The village high street’s heaving and the wine bar’s been full a good while now.
But it’s not yet ten o’clock.
In the morning.
A pudgy coach rolls its girth down the road, huffs and puffs into a parking place outside the packed venue – and waits.
The chill, dankness of morning has not yet evaporated, but the sun is there, somewhere. You can feel it struggling to break through the mist. And the air is tinted a little more lemon, now, than ash.
The rival bookies’ doors are winking at the world. Inviting, alluring – tempting.
‘Come in, come in! Take a punt, it won’t take long. You know you want to…’
A man steps out of his car and hesitates.
Crosses the threshold.
Takes a free pen. Opens his wallet.
Leaves before he can spend any more.
Midget blue biros lie in the gutter, symbols of dashed hopes – or dreams come true.
Not many of those yet, I’d guess, the dreams come true.
Any time now be-suited men in shiny shoes will straggle out from the wine bar and onto the street.
Standing in a gaggle they’ll twitch their shoulders, trussed up as they are in their grey or black straitjackets. Shifting from foot to foot like toddlers who needs the potty. Having a last smoke before they’re stuck in yet another public place where they can’t.

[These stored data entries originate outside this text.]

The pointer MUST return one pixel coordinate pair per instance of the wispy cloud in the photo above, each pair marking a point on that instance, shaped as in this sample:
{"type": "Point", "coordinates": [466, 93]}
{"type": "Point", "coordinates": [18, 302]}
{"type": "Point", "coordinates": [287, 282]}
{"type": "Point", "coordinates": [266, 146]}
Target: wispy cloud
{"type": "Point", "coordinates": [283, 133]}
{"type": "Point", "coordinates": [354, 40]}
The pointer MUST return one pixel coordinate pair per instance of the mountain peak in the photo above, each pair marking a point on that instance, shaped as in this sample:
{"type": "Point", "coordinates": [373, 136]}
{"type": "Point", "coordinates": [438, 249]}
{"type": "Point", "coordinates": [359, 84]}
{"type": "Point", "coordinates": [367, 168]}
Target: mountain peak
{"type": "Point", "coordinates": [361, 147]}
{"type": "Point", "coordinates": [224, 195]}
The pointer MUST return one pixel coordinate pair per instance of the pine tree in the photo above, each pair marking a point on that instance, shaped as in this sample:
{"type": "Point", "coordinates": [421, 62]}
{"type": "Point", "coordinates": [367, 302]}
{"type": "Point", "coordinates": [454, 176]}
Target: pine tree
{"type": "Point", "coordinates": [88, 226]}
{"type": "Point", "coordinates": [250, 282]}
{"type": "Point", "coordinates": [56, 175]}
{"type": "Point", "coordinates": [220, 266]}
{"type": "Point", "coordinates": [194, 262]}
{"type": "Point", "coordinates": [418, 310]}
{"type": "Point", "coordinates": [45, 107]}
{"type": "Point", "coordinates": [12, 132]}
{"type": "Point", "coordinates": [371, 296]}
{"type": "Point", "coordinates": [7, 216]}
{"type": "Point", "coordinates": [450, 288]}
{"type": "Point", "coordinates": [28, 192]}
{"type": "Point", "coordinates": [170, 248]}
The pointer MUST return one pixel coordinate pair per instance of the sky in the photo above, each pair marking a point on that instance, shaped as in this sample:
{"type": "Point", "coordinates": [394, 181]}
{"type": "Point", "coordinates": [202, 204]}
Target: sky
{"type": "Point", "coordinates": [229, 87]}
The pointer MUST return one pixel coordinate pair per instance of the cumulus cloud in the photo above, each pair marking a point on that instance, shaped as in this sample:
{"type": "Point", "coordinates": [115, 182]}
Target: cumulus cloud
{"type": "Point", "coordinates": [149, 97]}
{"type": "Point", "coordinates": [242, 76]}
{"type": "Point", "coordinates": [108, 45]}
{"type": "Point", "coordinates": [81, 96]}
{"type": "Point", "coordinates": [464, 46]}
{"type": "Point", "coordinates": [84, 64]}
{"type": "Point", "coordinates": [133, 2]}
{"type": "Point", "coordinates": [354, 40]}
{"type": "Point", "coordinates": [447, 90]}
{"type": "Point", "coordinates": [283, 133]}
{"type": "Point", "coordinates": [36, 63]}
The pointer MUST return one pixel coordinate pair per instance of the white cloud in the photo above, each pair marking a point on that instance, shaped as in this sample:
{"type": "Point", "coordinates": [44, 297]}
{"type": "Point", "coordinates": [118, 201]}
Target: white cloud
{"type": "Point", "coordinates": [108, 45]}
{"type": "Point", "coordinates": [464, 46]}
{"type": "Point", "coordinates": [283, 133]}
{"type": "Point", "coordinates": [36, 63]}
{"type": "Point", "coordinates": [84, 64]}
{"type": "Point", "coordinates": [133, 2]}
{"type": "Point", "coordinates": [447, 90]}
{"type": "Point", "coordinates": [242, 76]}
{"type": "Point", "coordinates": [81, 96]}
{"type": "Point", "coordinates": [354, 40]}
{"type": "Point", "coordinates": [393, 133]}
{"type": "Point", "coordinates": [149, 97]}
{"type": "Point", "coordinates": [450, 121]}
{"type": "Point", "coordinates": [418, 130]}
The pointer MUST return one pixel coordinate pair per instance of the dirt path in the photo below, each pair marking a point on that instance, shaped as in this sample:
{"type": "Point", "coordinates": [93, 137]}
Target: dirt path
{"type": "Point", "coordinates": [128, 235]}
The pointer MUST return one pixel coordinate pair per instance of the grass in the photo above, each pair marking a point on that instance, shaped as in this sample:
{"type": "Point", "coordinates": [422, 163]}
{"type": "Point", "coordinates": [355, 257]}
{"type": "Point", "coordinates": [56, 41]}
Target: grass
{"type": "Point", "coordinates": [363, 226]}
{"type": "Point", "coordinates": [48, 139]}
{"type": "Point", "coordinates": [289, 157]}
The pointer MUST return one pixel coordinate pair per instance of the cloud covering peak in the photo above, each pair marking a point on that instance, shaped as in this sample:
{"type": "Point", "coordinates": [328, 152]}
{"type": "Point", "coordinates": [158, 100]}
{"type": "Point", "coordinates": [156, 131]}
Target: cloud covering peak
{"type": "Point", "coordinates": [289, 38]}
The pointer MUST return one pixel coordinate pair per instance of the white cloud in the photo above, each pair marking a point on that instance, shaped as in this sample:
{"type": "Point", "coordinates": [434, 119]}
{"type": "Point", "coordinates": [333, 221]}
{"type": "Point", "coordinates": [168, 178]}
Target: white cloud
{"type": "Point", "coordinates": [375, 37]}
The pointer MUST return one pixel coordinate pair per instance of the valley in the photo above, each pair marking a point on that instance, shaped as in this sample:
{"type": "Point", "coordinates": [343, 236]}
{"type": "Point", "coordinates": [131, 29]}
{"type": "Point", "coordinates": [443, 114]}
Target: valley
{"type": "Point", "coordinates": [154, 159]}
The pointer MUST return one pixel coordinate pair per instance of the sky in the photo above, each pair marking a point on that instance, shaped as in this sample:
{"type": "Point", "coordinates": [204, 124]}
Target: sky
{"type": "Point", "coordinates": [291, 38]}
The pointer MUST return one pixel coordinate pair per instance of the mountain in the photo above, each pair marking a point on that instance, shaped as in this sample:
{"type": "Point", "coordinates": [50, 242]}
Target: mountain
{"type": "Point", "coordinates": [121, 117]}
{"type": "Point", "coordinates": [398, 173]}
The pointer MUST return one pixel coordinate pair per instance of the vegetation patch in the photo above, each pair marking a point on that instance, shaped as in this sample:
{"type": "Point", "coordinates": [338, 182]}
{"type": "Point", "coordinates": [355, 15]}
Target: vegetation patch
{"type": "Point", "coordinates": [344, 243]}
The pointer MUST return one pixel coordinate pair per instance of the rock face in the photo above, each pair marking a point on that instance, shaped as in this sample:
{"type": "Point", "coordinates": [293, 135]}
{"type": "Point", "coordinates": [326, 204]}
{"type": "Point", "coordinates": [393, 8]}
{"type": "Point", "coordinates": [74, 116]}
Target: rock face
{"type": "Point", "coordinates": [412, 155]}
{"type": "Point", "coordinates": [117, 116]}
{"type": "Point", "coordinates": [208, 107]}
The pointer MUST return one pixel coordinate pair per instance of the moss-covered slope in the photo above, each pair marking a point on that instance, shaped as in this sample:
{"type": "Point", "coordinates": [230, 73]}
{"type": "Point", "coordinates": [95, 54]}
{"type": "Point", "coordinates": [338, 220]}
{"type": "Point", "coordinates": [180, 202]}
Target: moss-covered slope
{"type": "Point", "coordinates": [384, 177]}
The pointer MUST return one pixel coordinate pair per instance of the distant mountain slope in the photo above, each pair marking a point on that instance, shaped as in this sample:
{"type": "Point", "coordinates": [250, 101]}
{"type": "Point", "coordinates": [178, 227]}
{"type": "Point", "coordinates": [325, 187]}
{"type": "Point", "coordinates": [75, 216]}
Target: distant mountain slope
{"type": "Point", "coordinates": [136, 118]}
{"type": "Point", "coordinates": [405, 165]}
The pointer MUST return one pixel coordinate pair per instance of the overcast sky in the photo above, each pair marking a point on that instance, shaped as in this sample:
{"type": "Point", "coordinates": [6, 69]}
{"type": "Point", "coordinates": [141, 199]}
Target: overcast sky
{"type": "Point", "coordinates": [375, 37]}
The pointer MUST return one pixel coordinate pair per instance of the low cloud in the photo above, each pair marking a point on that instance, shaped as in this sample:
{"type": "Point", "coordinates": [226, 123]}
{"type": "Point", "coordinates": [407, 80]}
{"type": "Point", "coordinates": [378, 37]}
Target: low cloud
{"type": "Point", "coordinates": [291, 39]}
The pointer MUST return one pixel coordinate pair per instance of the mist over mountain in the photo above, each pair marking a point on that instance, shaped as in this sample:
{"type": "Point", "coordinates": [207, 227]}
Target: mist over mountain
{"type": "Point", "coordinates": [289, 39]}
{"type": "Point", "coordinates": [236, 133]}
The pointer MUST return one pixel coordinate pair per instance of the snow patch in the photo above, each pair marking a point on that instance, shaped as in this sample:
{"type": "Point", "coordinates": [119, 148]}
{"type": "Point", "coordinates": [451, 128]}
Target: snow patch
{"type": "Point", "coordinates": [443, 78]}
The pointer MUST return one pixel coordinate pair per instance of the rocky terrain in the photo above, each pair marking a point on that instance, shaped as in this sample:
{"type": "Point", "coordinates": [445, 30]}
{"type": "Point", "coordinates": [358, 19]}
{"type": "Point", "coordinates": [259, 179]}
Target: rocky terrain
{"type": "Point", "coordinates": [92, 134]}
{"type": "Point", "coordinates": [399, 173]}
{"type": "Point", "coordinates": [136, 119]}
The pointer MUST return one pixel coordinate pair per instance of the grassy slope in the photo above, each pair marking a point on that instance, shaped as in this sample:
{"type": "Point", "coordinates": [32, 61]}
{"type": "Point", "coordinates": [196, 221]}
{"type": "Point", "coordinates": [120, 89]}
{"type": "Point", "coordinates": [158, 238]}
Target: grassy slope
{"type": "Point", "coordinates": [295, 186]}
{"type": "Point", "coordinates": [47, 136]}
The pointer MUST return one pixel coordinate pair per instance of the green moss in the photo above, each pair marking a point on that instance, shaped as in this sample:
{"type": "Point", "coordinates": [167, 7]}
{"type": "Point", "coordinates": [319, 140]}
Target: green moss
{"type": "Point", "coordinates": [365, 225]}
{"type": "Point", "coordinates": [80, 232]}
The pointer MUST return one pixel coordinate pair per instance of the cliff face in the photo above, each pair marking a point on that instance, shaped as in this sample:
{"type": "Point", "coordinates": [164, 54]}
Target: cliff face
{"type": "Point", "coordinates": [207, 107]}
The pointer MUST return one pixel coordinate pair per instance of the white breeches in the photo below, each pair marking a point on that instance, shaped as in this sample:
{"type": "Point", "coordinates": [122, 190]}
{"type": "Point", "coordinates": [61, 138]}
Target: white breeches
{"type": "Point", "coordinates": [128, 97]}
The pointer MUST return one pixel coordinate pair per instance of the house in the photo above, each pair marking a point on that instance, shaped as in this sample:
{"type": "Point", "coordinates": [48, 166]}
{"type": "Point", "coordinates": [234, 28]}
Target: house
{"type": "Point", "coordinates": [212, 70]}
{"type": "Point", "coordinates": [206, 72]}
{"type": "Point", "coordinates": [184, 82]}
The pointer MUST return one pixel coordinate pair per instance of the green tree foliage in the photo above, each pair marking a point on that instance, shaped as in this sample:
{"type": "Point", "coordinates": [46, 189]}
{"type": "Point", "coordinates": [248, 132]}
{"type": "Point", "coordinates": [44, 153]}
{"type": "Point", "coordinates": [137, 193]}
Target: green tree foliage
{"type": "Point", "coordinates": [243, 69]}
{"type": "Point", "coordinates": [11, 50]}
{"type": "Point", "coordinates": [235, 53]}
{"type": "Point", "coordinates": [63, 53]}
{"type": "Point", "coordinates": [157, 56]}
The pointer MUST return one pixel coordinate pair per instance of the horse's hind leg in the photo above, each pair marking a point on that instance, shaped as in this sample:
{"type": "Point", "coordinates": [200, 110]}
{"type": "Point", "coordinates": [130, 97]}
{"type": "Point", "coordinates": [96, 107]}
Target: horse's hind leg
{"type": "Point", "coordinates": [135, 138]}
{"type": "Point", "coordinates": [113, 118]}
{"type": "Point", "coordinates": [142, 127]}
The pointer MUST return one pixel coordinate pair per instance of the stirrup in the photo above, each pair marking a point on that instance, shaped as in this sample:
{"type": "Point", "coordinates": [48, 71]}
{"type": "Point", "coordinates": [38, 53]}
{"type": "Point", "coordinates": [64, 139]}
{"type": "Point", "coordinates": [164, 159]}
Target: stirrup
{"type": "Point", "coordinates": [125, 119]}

Women on heels like instruments of torture, hair in up-dos under frothy fascinators, will teeter off to climb on the bus. Bare, girly arms prickling with goosebumps, shoestring straps slipping off cold shoulders under ineffectual shrugs and shawls.
And loving it. Despite the weather that promised so much earlier in the week and delivered this damp coastal blanket.
Round here anyone with an eye on the world and an ounce of sense is leaving the car at home for the next few days. Let the train take the strain, it’s Aintree time again.
But the rest of the world awaits the one big day, the Grand National. Then the doors of the bookies stand open, unaccustomed gamblers clogging the surfaces as they try to work out how to place a bet. Incongruous as women in the Freemasons – or some antediluvian golf clubs.
It’s not comfortable, in there, if you’re an outsider. It has a language of its own, betting on the gee-gees. I can’t even understand the odds. Just about grasped the concept of each way. But trifectas, boxed bets and Burlington Bertie? The bizarre silence of the mad, arm-waving tic-tac? Too much. Though I can see the appeal.
There are those who decry the cruelty of the big race, the whips, the broken ankles, humane shots in the head despatching ruined horses. There are those who sneer at the Scousers having fun. And those who simply ignore it. But round here you can’t. And why would you?
I’m jealous, really. I’d like to be in a party, heading for that wonderful belt of green. That throng of excited people, those pretty dresses and crisp white shirts. The tang of a pint of bitter, the tingle of a glass of fizz. The aroma of chips and grass and horse sweat – and spring in the air.
But I’m back in my little office, watching the robin darting in and out of the garden, the wood pigeon waddling around after the seeds dropped from the fat ball, the chaffinches and coal tits – and bumble bees pollinating our new pear trees.
And there are bright yellow daffodils making up for the absent sun, trees bursting with buds gradually greening the outside world.
Besides, I don’t have a fascinator – or a shoestring-strapped dress.
And you know, it really is quite cold out there.